Accessibility testing checks whether digital products – websites, apps, software – can be used by people with disabilities. It combines technical compliance testing (against standards such as WCAG and EN 301 549) with validation using assistive technologies such as screen readers and keyboard navigation.
The central technical standard in Europe is EN 301 549, which refers to WCAG 2.1 Level AA for web content. The Accessibility Enhancement Act (BFSG) references this standard for the private sector, while BITV 2.0 does so for the public sector. Internationally, the ADA (USA), Section 508, and industry-specific standards also play a role.
No. Experience shows that automated tools only detect around 20 to 40% of barriers. In particular, usability, comprehensibility, and context-dependent aspects – i.e., what users with disabilities actually experience – require manual testing by trained experts.

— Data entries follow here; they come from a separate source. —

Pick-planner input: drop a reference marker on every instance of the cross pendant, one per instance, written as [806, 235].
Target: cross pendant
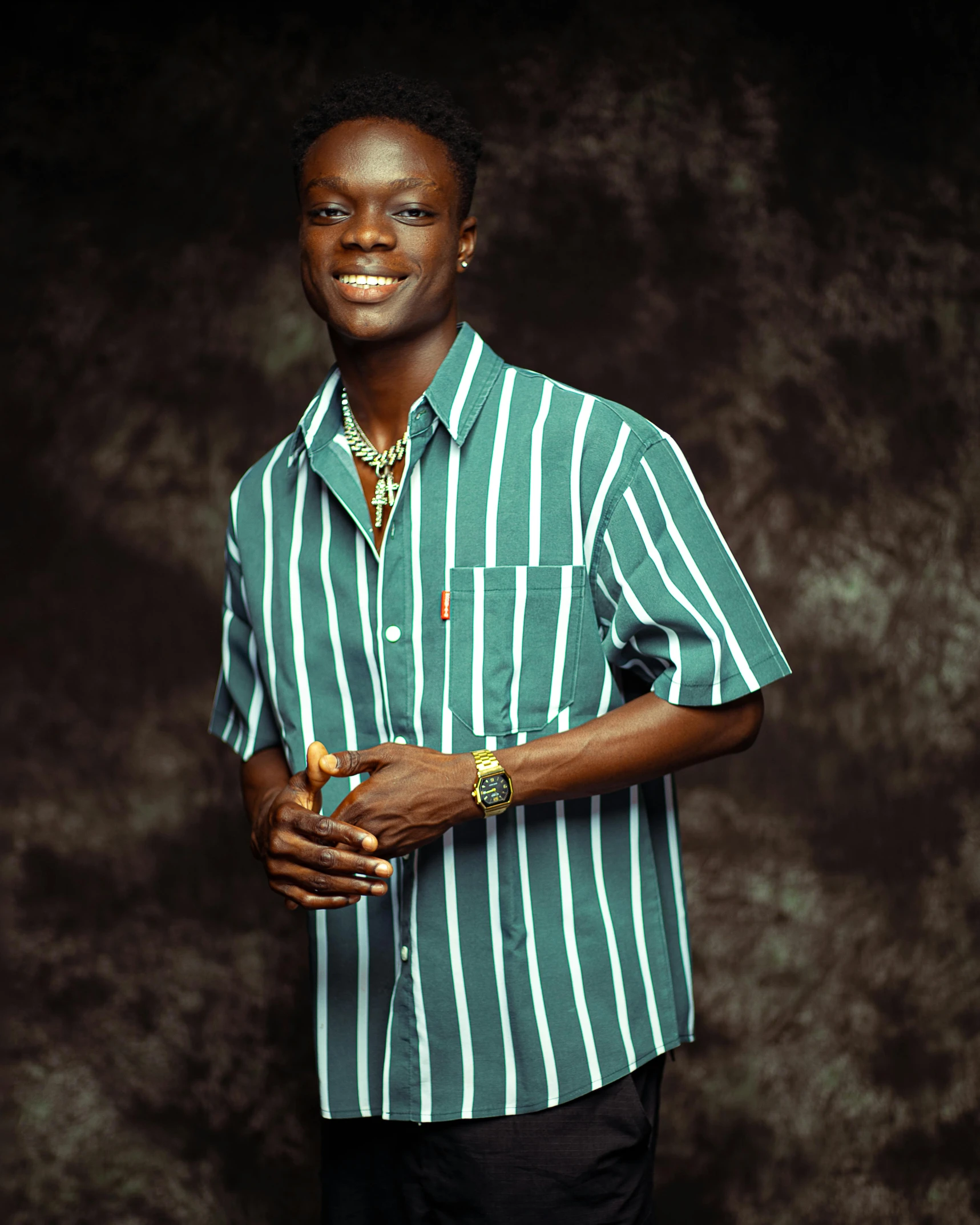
[380, 500]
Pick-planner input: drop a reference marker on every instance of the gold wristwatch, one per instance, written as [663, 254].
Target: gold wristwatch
[494, 789]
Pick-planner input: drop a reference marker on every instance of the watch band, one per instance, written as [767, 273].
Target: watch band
[487, 764]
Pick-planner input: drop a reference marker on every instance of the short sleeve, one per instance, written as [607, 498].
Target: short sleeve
[241, 716]
[679, 611]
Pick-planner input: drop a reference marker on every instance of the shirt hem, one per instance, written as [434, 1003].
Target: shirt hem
[534, 1108]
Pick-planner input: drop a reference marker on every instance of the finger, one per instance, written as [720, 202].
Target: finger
[300, 897]
[283, 871]
[310, 827]
[337, 859]
[320, 765]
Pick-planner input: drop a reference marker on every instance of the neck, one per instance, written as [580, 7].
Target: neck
[384, 379]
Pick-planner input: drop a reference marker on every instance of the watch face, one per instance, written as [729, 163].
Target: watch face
[494, 789]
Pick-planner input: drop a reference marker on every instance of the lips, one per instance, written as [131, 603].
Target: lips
[368, 287]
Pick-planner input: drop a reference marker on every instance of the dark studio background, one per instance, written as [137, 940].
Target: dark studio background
[760, 232]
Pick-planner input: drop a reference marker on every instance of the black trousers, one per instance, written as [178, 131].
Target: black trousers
[588, 1162]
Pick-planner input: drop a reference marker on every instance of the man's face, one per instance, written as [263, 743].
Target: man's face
[379, 199]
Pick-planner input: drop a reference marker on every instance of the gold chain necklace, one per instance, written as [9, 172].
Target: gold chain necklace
[381, 461]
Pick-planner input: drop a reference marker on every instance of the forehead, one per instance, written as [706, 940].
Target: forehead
[378, 154]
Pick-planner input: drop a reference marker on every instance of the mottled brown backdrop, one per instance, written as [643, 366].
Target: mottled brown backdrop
[765, 236]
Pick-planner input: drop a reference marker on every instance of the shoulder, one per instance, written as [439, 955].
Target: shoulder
[248, 495]
[600, 418]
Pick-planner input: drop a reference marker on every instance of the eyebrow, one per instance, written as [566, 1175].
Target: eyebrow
[338, 184]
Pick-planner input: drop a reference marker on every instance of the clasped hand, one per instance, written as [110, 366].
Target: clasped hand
[411, 798]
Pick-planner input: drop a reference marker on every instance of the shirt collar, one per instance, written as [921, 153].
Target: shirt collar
[457, 393]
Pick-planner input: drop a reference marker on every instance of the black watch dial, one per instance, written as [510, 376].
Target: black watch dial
[494, 789]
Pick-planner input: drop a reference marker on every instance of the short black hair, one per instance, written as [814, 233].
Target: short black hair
[424, 104]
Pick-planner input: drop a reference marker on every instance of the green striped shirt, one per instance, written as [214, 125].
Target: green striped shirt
[526, 960]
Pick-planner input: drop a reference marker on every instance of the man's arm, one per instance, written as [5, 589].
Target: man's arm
[414, 795]
[309, 859]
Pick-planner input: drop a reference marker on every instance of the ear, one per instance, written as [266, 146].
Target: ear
[467, 244]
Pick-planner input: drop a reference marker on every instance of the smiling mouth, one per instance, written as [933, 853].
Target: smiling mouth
[365, 287]
[350, 279]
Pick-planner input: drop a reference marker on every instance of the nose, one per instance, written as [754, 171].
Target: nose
[369, 231]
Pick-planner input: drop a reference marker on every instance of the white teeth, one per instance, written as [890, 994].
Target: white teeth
[354, 280]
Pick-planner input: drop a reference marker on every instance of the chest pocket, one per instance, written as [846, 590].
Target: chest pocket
[515, 636]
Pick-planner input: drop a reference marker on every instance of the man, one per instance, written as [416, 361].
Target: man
[440, 589]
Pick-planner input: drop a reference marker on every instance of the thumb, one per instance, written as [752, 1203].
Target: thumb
[320, 766]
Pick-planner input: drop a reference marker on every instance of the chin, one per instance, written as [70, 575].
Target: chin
[366, 324]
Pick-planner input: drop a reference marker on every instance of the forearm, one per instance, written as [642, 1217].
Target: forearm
[263, 777]
[645, 739]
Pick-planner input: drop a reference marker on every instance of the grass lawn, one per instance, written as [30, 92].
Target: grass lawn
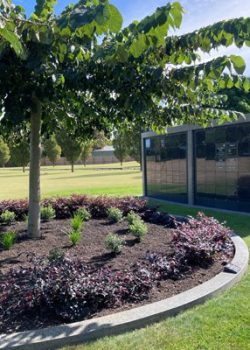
[94, 179]
[222, 323]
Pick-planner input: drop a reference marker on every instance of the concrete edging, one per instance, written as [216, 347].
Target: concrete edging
[79, 332]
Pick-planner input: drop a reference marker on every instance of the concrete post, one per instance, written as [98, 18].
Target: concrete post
[191, 163]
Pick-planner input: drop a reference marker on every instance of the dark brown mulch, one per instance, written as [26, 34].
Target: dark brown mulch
[92, 250]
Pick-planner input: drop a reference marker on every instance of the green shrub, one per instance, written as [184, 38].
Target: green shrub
[84, 213]
[75, 237]
[7, 217]
[56, 254]
[132, 216]
[138, 229]
[8, 239]
[48, 213]
[76, 222]
[115, 214]
[113, 243]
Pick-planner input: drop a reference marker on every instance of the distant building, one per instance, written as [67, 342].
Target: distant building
[202, 166]
[104, 155]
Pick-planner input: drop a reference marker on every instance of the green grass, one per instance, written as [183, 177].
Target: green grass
[59, 181]
[222, 323]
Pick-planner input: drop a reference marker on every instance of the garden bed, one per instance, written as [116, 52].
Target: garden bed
[144, 272]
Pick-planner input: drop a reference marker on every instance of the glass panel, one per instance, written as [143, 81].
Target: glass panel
[166, 167]
[223, 167]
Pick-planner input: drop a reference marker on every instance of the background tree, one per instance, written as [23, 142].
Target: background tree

Most effective as an integral part of every sprint: automated checks in the CI/CD pipeline immediately catch technical setbacks. Manual tests are performed before major releases or when new features are added. In addition, an accessibility backlog can be maintained, which prioritizes findings and feeds into sprint planning.
Studies and practical experience show that subsequent corrections cost many times more than early consideration. Those who only address accessibility after launch risk high development costs as well as legal consequences. The BFSG provides for fines of up to €100,000 and sales bans.